Controversy regarding potential treatments and vaccines for COVID-19 has brought arguments about randomized trial methods into the public square. Disagreements about interim analyses and early stopping of vaccine trials have moved from the methods sections of medical journals to the editorial section of the Wall Street Journal. I never imagined a rowdy public debate about the more sensitive Pocock stopping rule versus the more patient O’Brien-Fleming rule. A randomized trial nerd like me should be heartened that anyone even cares about the difference. I imagine it’s how Canadians feel during Winter Olympic years when the rest of the world actually watches curling. But the debates have grown so heated that choice of a statistical stopping rule has become a test of political allegiance. And that drove me to some historical reading about the concept of equipoise.
As originally understood, the ethical requirement for equipoise in randomized trials applied to the individual clinician and the individual patient.
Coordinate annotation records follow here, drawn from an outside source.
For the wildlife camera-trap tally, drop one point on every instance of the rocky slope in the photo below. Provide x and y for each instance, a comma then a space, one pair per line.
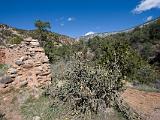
28, 65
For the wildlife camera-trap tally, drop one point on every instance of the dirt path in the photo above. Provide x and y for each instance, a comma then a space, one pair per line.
146, 104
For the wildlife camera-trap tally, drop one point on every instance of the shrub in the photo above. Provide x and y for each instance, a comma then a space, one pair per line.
85, 89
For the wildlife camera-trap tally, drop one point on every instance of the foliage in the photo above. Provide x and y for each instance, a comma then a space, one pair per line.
15, 40
86, 89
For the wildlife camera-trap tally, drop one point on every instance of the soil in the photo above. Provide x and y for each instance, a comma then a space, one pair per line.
147, 104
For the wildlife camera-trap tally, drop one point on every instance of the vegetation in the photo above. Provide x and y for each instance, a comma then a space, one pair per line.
3, 69
15, 40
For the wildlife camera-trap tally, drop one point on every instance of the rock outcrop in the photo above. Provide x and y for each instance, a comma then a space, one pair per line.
29, 66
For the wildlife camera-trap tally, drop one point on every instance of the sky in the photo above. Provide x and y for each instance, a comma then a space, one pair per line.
79, 17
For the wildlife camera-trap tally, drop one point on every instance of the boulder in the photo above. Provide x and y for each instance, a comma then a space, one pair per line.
28, 64
45, 60
12, 71
6, 80
28, 39
23, 83
19, 62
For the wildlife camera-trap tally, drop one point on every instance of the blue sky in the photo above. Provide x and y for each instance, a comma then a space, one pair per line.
77, 17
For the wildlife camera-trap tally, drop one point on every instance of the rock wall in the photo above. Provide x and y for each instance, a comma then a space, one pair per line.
29, 66
127, 111
2, 56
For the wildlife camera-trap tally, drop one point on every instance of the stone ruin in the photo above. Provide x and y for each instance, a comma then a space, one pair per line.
28, 66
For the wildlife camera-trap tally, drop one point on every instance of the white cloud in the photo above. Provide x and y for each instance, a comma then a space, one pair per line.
89, 33
62, 24
70, 19
149, 18
146, 5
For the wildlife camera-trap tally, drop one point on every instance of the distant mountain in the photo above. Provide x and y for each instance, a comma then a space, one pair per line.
7, 33
104, 34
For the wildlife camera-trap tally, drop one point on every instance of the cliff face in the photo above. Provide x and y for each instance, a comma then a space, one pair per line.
28, 65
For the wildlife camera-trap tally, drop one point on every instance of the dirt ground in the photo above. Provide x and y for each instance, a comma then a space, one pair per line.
146, 104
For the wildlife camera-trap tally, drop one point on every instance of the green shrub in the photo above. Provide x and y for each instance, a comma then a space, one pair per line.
15, 40
85, 89
3, 69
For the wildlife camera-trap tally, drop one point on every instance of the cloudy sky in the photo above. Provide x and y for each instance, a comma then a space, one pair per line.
79, 17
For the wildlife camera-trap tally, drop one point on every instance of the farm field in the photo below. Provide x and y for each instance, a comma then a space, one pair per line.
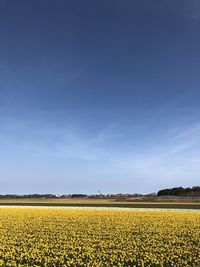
84, 237
100, 203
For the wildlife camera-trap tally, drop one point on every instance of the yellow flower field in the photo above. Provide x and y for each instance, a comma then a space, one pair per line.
75, 237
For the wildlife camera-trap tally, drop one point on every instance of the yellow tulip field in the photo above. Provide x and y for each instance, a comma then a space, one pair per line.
98, 237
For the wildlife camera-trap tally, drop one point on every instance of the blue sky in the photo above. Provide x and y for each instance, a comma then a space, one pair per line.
99, 95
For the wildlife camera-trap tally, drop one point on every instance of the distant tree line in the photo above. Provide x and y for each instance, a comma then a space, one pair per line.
10, 196
180, 191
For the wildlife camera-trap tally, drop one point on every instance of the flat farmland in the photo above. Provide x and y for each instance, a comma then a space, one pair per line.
86, 202
91, 237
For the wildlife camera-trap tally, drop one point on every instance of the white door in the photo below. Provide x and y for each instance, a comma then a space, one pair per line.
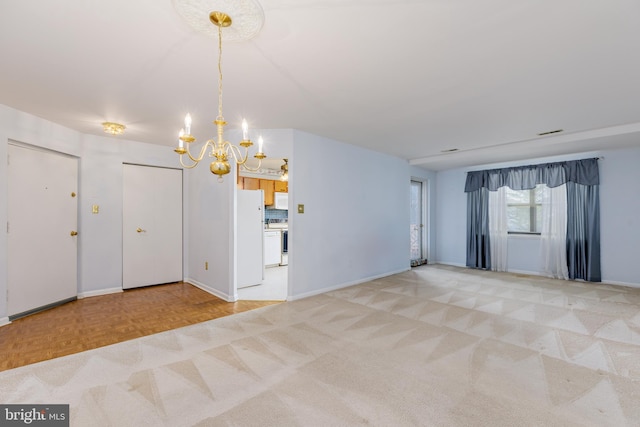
250, 228
151, 226
42, 228
416, 224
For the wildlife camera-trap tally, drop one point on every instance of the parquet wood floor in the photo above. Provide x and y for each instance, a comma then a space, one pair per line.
103, 320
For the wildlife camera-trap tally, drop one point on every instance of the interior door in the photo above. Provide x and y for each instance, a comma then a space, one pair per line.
416, 225
152, 226
42, 228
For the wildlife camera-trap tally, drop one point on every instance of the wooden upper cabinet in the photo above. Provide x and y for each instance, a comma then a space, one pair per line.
268, 187
251, 183
281, 186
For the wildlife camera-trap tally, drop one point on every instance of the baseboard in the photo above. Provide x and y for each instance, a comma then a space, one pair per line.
453, 264
210, 290
537, 273
625, 284
344, 285
99, 292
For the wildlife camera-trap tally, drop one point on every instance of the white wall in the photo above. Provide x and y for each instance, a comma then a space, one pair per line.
619, 211
355, 224
210, 217
100, 176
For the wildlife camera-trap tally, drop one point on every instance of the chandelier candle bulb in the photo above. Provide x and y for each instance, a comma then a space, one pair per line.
187, 124
245, 130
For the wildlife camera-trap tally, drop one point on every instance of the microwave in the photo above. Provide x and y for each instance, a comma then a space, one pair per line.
281, 201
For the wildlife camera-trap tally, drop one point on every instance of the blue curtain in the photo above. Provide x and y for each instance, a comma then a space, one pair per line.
583, 210
583, 232
478, 247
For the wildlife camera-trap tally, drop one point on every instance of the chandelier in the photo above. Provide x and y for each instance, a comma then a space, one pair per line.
220, 149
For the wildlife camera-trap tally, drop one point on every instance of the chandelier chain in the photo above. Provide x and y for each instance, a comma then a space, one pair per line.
220, 117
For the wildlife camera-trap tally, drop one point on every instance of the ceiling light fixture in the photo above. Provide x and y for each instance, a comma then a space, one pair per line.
220, 149
550, 132
285, 170
113, 128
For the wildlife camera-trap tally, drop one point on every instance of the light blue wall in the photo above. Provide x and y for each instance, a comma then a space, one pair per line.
355, 224
100, 177
619, 225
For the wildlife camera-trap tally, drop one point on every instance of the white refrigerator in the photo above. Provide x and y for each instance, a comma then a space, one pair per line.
250, 232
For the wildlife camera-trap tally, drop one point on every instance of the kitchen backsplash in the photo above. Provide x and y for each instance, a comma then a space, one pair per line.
276, 215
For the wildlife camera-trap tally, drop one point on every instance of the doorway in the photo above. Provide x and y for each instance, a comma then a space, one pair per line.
151, 226
42, 229
273, 239
417, 230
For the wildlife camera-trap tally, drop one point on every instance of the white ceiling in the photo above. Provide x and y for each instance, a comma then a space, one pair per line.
410, 78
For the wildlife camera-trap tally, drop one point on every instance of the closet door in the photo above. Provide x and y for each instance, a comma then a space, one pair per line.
152, 226
42, 228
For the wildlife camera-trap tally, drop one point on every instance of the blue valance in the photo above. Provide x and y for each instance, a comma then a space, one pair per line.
583, 172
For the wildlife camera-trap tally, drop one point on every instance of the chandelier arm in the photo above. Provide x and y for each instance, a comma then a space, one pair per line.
201, 155
187, 166
237, 154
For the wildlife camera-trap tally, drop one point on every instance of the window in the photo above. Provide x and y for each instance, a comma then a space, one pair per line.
524, 210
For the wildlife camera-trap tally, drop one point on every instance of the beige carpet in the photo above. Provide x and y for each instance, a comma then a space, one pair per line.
436, 346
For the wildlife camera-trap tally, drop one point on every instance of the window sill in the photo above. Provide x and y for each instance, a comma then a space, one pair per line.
524, 235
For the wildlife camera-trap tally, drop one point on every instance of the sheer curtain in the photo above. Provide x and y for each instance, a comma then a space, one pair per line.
498, 229
553, 237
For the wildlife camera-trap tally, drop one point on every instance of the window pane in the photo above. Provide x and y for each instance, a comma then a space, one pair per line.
515, 196
518, 218
538, 219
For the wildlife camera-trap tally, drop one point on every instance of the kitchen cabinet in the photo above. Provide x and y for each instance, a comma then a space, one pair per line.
268, 187
281, 186
272, 247
251, 183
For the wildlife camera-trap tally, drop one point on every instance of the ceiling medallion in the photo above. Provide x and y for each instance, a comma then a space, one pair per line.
248, 17
113, 128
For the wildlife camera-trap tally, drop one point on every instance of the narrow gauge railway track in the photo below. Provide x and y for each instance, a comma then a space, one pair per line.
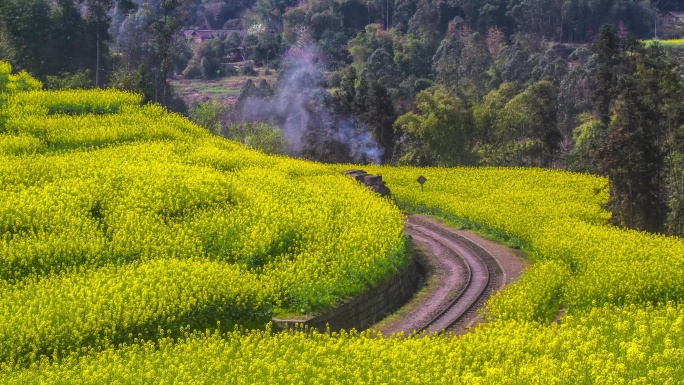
481, 276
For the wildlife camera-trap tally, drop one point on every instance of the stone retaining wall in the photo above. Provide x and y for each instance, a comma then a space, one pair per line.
368, 308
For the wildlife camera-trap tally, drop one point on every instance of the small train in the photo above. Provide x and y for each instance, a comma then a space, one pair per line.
374, 182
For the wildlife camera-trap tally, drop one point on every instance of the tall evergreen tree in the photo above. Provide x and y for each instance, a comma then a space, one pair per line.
633, 163
380, 116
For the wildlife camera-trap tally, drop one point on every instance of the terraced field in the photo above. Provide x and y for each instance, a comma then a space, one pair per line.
137, 248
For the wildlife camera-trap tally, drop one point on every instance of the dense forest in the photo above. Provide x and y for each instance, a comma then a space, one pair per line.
571, 84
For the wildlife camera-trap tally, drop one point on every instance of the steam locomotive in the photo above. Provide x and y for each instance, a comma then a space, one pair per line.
374, 182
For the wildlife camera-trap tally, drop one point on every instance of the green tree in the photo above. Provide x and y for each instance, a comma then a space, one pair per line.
27, 26
633, 162
526, 131
99, 11
439, 131
380, 117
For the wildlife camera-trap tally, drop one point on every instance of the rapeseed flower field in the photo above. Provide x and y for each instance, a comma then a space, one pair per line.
135, 247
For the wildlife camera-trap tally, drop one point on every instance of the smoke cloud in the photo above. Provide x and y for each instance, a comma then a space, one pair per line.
301, 108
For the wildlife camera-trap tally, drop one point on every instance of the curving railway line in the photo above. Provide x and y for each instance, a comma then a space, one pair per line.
470, 270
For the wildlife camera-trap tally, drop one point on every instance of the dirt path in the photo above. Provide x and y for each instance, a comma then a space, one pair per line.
464, 270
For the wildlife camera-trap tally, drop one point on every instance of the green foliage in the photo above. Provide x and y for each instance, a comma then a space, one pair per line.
209, 115
78, 80
439, 132
588, 137
525, 130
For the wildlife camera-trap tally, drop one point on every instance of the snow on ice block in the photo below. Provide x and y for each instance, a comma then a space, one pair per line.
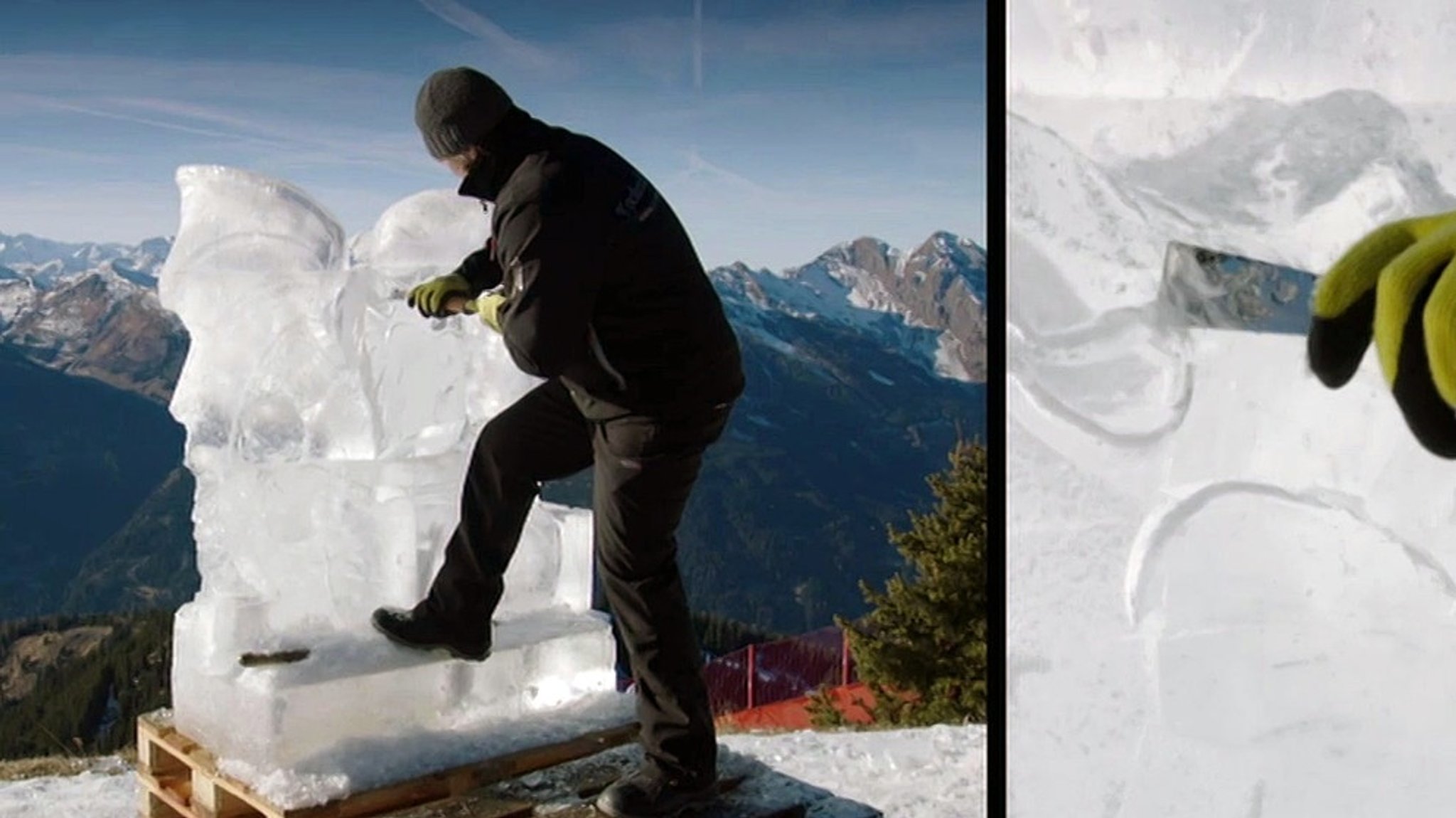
358, 687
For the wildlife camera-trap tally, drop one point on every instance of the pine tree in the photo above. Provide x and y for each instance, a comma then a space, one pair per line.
922, 648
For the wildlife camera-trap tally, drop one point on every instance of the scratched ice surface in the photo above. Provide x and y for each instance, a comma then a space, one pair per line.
1229, 588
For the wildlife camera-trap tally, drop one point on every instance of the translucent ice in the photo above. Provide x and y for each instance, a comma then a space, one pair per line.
329, 428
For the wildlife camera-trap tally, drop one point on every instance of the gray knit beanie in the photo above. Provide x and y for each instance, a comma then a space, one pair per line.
456, 108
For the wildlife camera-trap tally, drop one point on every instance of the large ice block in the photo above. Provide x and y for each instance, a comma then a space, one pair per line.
329, 428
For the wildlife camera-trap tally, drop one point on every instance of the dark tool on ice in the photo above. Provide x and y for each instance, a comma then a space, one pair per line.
1219, 290
273, 658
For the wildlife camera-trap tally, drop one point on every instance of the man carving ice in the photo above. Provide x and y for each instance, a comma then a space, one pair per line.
594, 286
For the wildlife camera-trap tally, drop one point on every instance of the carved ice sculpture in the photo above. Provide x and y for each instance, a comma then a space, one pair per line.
329, 428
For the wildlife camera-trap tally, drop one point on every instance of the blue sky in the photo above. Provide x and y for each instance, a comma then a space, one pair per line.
775, 129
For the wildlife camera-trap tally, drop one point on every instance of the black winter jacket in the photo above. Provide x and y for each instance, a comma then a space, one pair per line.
603, 289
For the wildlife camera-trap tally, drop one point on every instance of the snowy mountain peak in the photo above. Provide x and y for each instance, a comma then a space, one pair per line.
50, 262
931, 303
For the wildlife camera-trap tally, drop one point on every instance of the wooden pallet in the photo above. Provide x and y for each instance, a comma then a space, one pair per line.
179, 779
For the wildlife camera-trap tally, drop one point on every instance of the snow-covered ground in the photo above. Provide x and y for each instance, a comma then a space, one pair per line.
914, 773
1229, 588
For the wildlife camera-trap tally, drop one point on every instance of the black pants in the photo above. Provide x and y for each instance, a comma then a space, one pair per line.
644, 472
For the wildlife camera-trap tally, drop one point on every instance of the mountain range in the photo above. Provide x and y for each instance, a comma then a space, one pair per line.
864, 367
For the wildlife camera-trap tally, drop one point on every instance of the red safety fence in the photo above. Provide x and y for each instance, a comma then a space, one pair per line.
779, 671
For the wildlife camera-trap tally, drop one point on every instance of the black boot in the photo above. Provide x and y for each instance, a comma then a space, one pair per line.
421, 631
654, 794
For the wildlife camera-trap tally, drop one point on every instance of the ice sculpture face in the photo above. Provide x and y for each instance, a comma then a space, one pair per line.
328, 424
329, 428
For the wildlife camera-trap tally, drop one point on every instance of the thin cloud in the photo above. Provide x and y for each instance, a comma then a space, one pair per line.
504, 47
918, 33
338, 144
46, 152
698, 47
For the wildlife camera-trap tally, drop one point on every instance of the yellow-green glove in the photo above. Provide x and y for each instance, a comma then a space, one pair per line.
488, 307
1397, 285
433, 296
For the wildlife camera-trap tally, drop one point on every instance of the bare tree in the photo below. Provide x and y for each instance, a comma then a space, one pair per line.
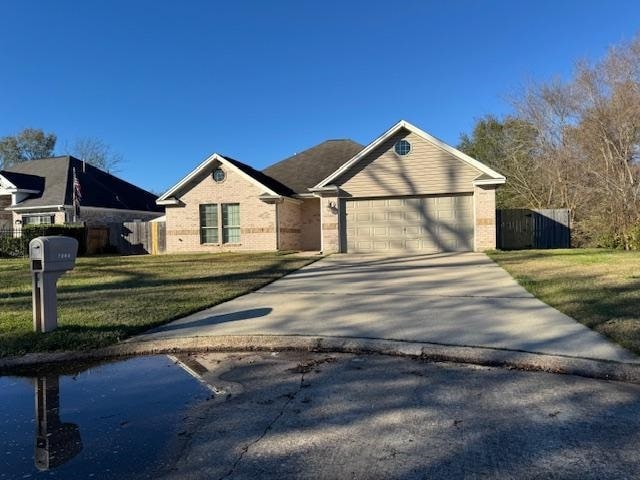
96, 152
581, 149
29, 144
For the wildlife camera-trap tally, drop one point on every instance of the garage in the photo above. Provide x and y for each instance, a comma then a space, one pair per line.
425, 224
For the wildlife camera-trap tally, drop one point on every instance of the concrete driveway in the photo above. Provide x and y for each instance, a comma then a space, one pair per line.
461, 299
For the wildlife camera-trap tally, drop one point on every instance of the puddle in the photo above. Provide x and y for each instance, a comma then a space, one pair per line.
115, 420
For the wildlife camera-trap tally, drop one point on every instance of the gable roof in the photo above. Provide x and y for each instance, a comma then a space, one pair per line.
99, 188
22, 181
493, 176
270, 185
305, 169
266, 180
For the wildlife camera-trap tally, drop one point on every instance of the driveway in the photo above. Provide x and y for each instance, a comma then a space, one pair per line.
461, 299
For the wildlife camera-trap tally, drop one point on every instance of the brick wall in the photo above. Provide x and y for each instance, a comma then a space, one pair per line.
103, 216
289, 219
257, 219
6, 218
329, 218
310, 224
485, 215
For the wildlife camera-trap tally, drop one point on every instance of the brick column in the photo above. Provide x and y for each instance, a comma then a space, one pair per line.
484, 199
329, 214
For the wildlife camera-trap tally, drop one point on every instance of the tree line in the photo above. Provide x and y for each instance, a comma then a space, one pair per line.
573, 144
33, 143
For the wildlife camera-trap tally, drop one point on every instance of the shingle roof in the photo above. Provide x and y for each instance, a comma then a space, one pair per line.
306, 169
23, 181
265, 180
99, 188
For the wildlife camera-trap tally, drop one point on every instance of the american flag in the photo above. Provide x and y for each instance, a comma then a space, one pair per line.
77, 196
77, 192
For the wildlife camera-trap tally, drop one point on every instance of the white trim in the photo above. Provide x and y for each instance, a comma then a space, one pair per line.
489, 181
39, 207
102, 209
170, 201
212, 158
421, 133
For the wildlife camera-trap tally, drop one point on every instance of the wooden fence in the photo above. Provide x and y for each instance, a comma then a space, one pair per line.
136, 238
522, 228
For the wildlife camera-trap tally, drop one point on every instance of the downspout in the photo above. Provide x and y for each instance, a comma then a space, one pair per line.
277, 226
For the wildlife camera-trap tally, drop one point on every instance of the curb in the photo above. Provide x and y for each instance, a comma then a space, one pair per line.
597, 369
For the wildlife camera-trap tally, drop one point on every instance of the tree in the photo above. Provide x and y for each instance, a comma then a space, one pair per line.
506, 146
29, 144
96, 152
576, 145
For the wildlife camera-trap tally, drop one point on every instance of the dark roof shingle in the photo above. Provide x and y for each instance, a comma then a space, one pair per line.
265, 180
24, 181
99, 188
306, 169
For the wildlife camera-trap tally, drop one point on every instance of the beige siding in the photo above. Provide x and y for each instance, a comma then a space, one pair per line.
427, 169
257, 219
310, 224
289, 224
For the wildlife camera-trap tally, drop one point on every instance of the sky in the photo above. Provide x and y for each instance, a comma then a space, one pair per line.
167, 83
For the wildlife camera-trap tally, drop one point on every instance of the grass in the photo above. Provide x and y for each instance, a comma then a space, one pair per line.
599, 288
109, 298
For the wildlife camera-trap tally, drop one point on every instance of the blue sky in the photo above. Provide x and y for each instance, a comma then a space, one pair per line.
166, 83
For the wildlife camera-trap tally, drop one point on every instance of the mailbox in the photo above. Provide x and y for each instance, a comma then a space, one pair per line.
53, 254
49, 257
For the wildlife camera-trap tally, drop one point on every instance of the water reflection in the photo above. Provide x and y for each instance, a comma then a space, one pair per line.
115, 420
56, 442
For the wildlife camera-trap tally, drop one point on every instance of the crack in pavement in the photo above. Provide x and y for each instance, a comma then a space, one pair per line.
246, 448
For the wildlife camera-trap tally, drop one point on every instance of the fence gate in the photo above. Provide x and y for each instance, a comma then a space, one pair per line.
131, 238
524, 228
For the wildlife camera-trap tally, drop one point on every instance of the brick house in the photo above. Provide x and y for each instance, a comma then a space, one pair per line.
404, 192
41, 192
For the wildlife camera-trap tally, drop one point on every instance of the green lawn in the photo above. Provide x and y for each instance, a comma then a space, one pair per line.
599, 288
106, 299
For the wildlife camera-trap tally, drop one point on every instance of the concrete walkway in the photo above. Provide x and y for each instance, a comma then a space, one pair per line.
461, 299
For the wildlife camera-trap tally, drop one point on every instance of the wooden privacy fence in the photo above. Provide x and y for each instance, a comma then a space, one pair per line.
523, 228
135, 238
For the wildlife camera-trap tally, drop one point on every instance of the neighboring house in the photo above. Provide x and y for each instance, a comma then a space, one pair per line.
404, 192
41, 191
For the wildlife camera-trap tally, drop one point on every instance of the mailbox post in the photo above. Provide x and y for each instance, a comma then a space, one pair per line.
50, 257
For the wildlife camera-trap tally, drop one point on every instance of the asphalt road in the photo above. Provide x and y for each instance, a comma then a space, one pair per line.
297, 415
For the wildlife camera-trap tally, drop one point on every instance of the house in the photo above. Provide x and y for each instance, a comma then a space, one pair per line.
404, 192
41, 192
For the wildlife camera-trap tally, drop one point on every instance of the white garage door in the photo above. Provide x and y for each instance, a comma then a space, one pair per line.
416, 224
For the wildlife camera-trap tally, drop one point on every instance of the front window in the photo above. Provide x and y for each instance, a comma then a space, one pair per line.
37, 219
231, 223
209, 223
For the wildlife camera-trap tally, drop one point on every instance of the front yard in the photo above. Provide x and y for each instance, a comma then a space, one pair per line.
106, 299
599, 288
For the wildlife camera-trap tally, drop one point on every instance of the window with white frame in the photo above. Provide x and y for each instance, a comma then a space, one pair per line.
209, 223
230, 223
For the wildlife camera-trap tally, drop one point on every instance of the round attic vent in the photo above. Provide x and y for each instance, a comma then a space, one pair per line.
402, 147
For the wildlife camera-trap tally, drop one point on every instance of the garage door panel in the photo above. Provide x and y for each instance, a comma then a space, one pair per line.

Each clinician was expected to place their duty to an individual patient over any regard for public health or scientific knowledge. By that understanding, a clinician would only recommend or participate in a randomized trial if they had absolutely no preference. If they preferred one of the treatments being compared, they were obligated to recommend that treatment and recommend against joining a randomized trial.
In 1987, Benjamin Freedman suggested an alternative concept of “clinical equipoise”, applied at the community level rather than to the individual patient. A clinician might have a general preference for one treatment over another. Or the clinician might believe that one treatment would be preferred for a specific patient. But that clinician might still suggest that their patient participate in a randomized trial if the overall clinical or scientific community was uncertain about the best choice.
Freedman’s discussion of equipoise offers some useful words for navigating current controversies regarding COVID-19 clinical trials. He suggested that a clinician could ethically particicipate in a randomized trial or recommend participation to their patients “if their less-favored treatment is preferred by colleagues whom they consider to be responsible and competent.” A clinician is not expected to be ignorant or indifferent (“I have no idea what’s best for you.”). Instead, they are expected to be honest regarding uncertainty (“I believe A is probably better, but many experts I respect believe that B is best.”). Freedman proposed that a randomized trial evaluating some new treatment is ethically appropriate if success of that treatment “appears to be a reasonable gamble.” That language accurately communicates both the hope and uncertainty central to randomized trials of new treatments. It also communicates that odds of success can change with time. A gamble that appeared reasonable when a randomized trial started may become less reasonable as new evidence – from within the trial or outside of it – accumulates. Reasonable investigators must periodically reconsider their assessments of whether the original gamble remains reasonable. That’s where those stopping rules come in. The concept of clinical equipoise also helps to frame our MHRN randomized trials of new mental health services or programs. We are often studying treatments or programs that we have developed or adapted, so we are neither ignorant nor indifferent. We certainly care about the trial outcome, and we usually hope the new treatment we are testing will be found helpful. But we do randomized trials because our beliefs and hopes are not evidence.